Green plotters are wrong: James Shaw is a radical achieving as much as he can
Thursday, 28 July 2022
Josie Pagani has worked in politics, aid and development. She worked briefly for Alliance, when the Greens were part of it.
OPINION: I don’t know where James Shaw has failed in the eyes of some of his party while his co-leader Marama Davidson has succeeded, other than his conventionality. And maybe his identity: not a Boomer, but one rung down the intersectional ladder. He is white, male and, on the party website photo, he alone wears a suit.
It’s hard to think of Davidson as unconventional. I have done media slots with her and a few of her colleagues, including before they were MPs, and if I recall anything they said it was their reluctance to say something controversial.
There’s no courage required to say what your core supporters expect to hear.
**READ MORE:
* Morgan Godfery: Shaw 'a good guy', but compromises put him at odds with party base
* Green Party MP Teanau Tuiono considering co-leadership bid
* James Shaw vows to 'redouble' efforts as he bids again for Green Party co-leadership
**
Whereas Shaw is a realist. He wants to do good, not just feel good.
He knows that, if you want change, you have to persuade more people and that, with 8% of the vote in 2020, the Green Party doesn’t have a mandate for a green revolution.
He is radical, not an extremist, in the sense that he wants the opposite of a conservative, the opposite of the status quo, while the extremes are distant from the median voter.

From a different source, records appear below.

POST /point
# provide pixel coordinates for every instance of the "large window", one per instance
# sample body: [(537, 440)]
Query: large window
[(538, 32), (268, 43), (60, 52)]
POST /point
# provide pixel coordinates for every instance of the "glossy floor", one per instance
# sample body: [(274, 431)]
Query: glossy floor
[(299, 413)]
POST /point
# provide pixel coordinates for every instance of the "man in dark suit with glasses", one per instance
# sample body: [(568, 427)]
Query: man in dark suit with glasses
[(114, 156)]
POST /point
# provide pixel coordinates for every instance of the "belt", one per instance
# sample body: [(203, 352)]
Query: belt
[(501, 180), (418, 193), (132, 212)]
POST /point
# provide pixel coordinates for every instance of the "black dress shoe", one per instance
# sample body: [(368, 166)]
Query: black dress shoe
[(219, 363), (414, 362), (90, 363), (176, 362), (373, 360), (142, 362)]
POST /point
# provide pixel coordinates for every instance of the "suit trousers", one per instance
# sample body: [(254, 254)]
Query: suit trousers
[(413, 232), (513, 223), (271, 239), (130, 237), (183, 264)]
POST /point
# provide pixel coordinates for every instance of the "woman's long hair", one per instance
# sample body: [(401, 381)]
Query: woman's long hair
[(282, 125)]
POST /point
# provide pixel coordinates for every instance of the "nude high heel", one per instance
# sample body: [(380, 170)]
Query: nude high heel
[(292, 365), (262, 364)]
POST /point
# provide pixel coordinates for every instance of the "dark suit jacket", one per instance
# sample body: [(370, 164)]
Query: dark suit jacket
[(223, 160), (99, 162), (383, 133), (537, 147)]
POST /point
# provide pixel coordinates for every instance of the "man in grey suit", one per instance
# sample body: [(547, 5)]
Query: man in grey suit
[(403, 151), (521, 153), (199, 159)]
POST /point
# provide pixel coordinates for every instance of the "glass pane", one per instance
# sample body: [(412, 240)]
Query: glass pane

Being in government to make change is more radical than protesting on the fringes, where no tough decisions or accommodations need to be made.
I’ve said this before, but it’s worth repeating. Compromise isn’t a flaw in the system. It’s the point of our democracy. If you’re not prepared to do it, you will usually have to accept the status quo. The opposite of compromise isn’t revolution.
The wonderful, messy thing about our politics is the different views and opinions. We learn from each other and, on the way, reach better decisions and make them sticky by building support.
Controversial policies such as paid parental leave and same-sex marriage lacked support at first. Passionate activists reached out through media such as women’s magazines and at church services with messages that reflected the values of doubters, convincing them the new policies were ways to make businesses and families stronger. Now they are mundane, conventional. Like James Shaw.
Those landmark social changes are models of how change can be made, how radicalism can make a better world.
Full disclosure, I worked for the Alliance in 1998 as the staffer who ran its paid parental leave campaign.
When we joined Labour in government, some Alliance MPs wanted to hang out for our gold-plated policy of six months’ paid leave. We compromised on Labour’s preference for three months. Incrementalism works. Today we have six months.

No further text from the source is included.